Finance Minister Riikka Purra (Finns Party) announced on Wednesday as part of her draft budget proposal plans to dismantle the Finnish National Agency for Education (Opetushallitus, OPH). The move escalated significant attention and debate particularly because it would involve transferring the agency’s responsibilities to the Ministry of Education and Culture.
Published: 08/08/25 | 17:14
Currently OPH operates independently with the authority to design and prepare Finland’s school curricula. If the proposal is implemented its operations could come under direct political oversight which is a change OPH’s Director General Minna Kelhä warns may influence curriculum planning.
“This was entirely unexpected and frankly a bit of a shock,” Kelhä told Yle. She also pointed out that the timing is unusual given that Finland is already in the process of reducing the number of education administration agencies from ten to five, which is a reform Parliament approved just before the summer break.
Kelhä cautioned that if legislation, its implementation and other educational development tasks were handled under the same ministry it would be difficult to avoid political impact.
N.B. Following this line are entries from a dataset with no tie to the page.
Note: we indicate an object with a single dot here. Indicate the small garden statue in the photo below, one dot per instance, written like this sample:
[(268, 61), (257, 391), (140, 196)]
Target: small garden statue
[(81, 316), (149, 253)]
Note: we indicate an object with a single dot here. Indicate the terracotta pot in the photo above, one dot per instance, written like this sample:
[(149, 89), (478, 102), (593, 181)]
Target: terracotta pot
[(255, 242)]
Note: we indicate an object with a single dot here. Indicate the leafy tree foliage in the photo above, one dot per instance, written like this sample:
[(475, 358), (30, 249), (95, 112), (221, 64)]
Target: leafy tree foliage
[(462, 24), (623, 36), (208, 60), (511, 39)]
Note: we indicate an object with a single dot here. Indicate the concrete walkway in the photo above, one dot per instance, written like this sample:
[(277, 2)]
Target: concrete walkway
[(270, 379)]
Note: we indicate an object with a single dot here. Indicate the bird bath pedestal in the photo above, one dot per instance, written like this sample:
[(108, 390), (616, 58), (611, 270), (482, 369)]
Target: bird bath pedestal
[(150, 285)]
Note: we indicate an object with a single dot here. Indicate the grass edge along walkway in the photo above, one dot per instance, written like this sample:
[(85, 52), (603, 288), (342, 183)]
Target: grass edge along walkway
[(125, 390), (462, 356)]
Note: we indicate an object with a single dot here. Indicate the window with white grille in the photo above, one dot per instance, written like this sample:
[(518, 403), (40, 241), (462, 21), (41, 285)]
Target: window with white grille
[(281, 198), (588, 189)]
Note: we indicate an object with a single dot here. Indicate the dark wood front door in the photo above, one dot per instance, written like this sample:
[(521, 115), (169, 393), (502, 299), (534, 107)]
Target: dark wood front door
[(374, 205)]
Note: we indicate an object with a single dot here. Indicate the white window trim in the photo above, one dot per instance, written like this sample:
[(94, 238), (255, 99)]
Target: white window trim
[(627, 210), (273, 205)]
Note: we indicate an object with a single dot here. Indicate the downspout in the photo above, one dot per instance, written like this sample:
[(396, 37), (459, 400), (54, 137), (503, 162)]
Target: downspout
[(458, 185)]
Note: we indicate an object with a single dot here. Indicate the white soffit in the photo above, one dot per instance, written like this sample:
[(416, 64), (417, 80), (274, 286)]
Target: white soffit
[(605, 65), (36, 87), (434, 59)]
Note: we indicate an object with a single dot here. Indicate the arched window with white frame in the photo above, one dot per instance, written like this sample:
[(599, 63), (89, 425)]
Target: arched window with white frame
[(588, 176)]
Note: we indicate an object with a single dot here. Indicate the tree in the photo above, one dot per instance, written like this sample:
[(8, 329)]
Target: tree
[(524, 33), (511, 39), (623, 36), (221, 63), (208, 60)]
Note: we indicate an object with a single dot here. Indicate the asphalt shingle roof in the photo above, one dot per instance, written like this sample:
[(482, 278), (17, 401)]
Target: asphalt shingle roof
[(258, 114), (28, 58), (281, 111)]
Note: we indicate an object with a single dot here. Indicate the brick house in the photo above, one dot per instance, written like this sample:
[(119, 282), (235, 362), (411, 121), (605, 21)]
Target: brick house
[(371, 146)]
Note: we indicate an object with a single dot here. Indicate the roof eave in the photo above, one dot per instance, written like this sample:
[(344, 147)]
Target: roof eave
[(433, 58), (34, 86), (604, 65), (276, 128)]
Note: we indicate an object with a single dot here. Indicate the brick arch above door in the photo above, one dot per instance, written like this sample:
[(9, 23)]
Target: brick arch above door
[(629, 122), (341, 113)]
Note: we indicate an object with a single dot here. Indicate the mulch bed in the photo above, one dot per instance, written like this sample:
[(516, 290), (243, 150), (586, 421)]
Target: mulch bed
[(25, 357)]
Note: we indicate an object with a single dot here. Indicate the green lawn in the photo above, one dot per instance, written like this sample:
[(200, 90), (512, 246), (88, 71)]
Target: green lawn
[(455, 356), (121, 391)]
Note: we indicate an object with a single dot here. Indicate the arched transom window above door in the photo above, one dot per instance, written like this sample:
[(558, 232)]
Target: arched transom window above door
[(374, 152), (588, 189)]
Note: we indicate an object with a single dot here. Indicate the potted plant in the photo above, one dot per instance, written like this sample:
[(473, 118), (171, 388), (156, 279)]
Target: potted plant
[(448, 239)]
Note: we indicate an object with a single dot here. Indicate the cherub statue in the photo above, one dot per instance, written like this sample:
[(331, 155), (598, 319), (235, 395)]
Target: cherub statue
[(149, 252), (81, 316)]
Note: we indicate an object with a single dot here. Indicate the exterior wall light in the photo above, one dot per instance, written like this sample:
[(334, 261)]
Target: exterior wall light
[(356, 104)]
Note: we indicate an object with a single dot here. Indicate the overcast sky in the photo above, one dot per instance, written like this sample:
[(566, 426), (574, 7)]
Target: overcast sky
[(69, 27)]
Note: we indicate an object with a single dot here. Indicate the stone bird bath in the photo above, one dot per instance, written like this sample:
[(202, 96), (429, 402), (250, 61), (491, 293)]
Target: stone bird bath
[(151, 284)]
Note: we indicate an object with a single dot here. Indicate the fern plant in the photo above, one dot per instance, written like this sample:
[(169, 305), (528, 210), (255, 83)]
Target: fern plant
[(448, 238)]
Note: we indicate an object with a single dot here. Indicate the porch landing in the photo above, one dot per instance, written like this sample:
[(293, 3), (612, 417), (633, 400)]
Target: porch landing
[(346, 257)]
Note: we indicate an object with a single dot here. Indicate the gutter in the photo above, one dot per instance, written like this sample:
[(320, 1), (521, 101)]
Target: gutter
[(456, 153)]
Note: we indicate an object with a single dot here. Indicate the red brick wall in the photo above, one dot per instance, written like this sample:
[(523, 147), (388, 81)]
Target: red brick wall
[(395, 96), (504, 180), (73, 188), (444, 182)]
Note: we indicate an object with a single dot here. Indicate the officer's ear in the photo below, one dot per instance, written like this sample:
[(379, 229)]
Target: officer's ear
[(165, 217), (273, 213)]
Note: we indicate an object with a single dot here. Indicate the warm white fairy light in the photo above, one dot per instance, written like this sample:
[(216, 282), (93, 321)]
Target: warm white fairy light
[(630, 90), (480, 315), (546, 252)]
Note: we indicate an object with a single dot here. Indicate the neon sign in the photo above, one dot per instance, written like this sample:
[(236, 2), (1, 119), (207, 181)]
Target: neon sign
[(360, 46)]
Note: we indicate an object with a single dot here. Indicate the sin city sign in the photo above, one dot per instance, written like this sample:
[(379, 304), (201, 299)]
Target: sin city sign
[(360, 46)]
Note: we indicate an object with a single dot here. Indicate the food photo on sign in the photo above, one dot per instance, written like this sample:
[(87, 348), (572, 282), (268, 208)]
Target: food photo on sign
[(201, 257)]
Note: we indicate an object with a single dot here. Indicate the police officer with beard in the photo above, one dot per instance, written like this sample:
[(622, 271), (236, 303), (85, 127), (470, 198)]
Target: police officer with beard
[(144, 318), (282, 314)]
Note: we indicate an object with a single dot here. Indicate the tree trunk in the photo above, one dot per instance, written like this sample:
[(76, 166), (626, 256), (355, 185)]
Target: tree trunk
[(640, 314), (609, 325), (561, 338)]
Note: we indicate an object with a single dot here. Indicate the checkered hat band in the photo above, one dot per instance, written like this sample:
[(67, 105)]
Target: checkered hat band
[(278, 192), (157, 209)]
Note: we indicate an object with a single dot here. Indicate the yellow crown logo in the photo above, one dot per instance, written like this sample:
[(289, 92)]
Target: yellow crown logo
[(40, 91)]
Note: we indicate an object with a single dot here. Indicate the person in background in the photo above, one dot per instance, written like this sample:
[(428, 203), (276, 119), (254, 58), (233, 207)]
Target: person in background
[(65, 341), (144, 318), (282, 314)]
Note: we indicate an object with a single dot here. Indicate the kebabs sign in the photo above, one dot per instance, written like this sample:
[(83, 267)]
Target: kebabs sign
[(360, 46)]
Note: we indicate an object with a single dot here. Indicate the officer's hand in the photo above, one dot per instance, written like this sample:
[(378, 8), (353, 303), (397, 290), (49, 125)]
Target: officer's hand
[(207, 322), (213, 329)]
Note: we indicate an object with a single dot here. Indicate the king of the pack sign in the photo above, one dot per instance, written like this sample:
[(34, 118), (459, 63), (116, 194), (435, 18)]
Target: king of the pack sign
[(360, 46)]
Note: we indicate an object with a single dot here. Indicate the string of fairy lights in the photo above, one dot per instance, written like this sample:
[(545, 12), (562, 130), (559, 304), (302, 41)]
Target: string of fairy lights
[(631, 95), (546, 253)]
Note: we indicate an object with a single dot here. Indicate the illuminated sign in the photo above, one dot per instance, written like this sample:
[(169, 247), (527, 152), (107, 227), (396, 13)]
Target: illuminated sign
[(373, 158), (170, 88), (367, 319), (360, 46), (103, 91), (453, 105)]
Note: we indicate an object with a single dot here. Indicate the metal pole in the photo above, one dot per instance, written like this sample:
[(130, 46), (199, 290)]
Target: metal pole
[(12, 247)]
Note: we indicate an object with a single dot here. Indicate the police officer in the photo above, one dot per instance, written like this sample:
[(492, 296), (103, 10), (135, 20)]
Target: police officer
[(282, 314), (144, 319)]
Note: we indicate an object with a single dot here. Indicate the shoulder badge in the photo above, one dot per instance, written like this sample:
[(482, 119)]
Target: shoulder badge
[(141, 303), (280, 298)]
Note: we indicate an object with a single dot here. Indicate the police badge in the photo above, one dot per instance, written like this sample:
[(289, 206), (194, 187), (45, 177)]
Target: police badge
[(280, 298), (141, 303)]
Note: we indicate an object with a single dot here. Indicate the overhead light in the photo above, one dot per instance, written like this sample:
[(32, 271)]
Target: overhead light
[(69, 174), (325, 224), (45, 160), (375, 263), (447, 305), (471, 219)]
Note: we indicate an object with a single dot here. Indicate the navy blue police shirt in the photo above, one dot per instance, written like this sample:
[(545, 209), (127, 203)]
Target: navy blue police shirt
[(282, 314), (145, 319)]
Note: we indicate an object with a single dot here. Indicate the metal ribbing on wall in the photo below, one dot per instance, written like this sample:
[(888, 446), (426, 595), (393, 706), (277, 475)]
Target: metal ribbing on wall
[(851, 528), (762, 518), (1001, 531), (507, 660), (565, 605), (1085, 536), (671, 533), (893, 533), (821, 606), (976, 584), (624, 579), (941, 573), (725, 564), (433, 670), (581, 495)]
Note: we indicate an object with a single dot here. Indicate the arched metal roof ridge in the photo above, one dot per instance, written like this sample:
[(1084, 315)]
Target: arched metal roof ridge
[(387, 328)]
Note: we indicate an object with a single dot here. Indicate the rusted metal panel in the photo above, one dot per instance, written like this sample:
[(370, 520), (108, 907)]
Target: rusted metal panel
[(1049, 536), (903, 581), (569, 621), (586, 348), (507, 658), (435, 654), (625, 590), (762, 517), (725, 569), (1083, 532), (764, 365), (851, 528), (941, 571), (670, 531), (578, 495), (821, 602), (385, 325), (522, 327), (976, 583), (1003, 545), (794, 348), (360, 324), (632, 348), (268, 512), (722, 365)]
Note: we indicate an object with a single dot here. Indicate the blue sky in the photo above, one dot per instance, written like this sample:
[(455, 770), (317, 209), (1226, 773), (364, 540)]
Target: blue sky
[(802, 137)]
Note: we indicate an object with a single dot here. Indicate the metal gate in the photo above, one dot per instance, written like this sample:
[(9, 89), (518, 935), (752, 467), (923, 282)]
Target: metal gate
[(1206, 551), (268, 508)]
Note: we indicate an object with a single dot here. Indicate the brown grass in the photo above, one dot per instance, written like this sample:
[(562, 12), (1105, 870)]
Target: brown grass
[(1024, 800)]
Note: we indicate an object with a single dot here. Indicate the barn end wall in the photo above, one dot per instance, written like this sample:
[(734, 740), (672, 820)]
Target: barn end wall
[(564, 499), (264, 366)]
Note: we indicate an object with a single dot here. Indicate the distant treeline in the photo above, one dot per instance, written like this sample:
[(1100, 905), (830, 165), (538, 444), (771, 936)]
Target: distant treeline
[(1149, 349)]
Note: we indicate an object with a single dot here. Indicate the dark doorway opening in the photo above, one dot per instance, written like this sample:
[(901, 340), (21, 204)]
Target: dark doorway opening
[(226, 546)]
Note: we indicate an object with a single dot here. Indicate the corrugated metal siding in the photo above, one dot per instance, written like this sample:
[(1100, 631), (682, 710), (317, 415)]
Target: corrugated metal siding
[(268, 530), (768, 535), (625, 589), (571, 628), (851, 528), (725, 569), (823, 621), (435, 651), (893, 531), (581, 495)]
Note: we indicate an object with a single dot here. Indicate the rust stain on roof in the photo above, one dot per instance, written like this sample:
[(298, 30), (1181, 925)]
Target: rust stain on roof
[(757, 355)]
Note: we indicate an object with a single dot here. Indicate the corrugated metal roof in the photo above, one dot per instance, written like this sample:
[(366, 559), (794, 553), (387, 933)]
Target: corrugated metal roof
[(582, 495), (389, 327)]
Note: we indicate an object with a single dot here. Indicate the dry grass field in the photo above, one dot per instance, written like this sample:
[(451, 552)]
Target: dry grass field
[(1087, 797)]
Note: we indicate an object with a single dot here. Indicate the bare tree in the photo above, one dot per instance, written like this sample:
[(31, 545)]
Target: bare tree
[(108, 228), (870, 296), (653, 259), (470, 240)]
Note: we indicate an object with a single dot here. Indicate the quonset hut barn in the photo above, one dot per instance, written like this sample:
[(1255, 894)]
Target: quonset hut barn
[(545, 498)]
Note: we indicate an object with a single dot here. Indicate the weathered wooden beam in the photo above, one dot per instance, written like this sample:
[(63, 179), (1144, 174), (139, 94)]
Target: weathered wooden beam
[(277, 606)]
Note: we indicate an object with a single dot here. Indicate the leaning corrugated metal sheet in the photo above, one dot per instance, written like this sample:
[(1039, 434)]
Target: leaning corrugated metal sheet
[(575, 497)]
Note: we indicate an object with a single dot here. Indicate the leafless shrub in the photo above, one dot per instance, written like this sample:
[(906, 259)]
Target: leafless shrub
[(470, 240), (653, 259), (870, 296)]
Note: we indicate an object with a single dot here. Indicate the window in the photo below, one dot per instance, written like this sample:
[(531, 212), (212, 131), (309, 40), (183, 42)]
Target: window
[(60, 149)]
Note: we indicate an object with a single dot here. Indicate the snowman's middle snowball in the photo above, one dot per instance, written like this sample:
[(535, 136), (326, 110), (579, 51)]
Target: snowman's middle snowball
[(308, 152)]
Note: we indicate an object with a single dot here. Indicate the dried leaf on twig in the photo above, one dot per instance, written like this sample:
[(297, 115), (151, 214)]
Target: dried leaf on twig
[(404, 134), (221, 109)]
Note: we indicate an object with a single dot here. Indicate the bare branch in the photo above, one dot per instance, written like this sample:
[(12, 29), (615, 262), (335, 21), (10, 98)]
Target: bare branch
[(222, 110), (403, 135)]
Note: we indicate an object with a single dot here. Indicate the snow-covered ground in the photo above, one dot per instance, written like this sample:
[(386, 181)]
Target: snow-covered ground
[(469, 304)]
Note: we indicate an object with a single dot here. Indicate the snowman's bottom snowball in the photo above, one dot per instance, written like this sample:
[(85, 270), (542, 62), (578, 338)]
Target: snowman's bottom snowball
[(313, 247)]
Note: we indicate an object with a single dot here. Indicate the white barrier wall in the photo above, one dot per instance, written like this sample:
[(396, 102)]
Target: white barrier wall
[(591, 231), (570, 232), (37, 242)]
The Finns Party has been openly critical of OPH in recent months. In June seven party MPs including deputy chair Teemu Keskisarja accused the agency of promoting “woke ideology.”
The term “woke” generally refers to an awareness of social and political inequalities especially relating to race, gender, sexual orientation and other forms of discrimination.
In their statement the MPs objected to OPH’s promotion of topics such as “anti-racism,” “microaggressions,” “white normativity,” and “cisnormativity,” calling them “intersectional pseudo-information.” They argued that such content “underestimates the intelligence of teachers” and undermines OPH’s credibility as an expert body.
Joakim Vigelius, another Finns Party deputy chair, told Yle’s Ykkösaamu program on Thursday that OPH has interfered excessively with teachers’ freedom to determine lesson content though he did not specify which guidelines or regulations he was referring to. He also criticized the agency for failing to adapt Finland’s education system to match other countries citing falling PISA scores and the widespread use of smartphones in classrooms.
“OPH should be ensuring that all schools have a high-quality learning environment but over the past 10-20 years those environments have actually declined,” Vigelius said.
Kelhä did not comment on whether the plan to close OPH has political or ideological motives. However, she noted that dismantling the agency is unlikely to generate significant savings, particularly if its broad range of services continues under the Ministry of Education.
“When we’re already in the middle of merging agencies, a reform that will take effect next year and is meant to reduce administrative costs it doesn’t seem reasonable to initiate another restructuring so soon,” she said.
Kelhä added that OPH has not yet received detailed information about the reasons for the proposal or the scale of potential savings making it difficult to assess its full impact.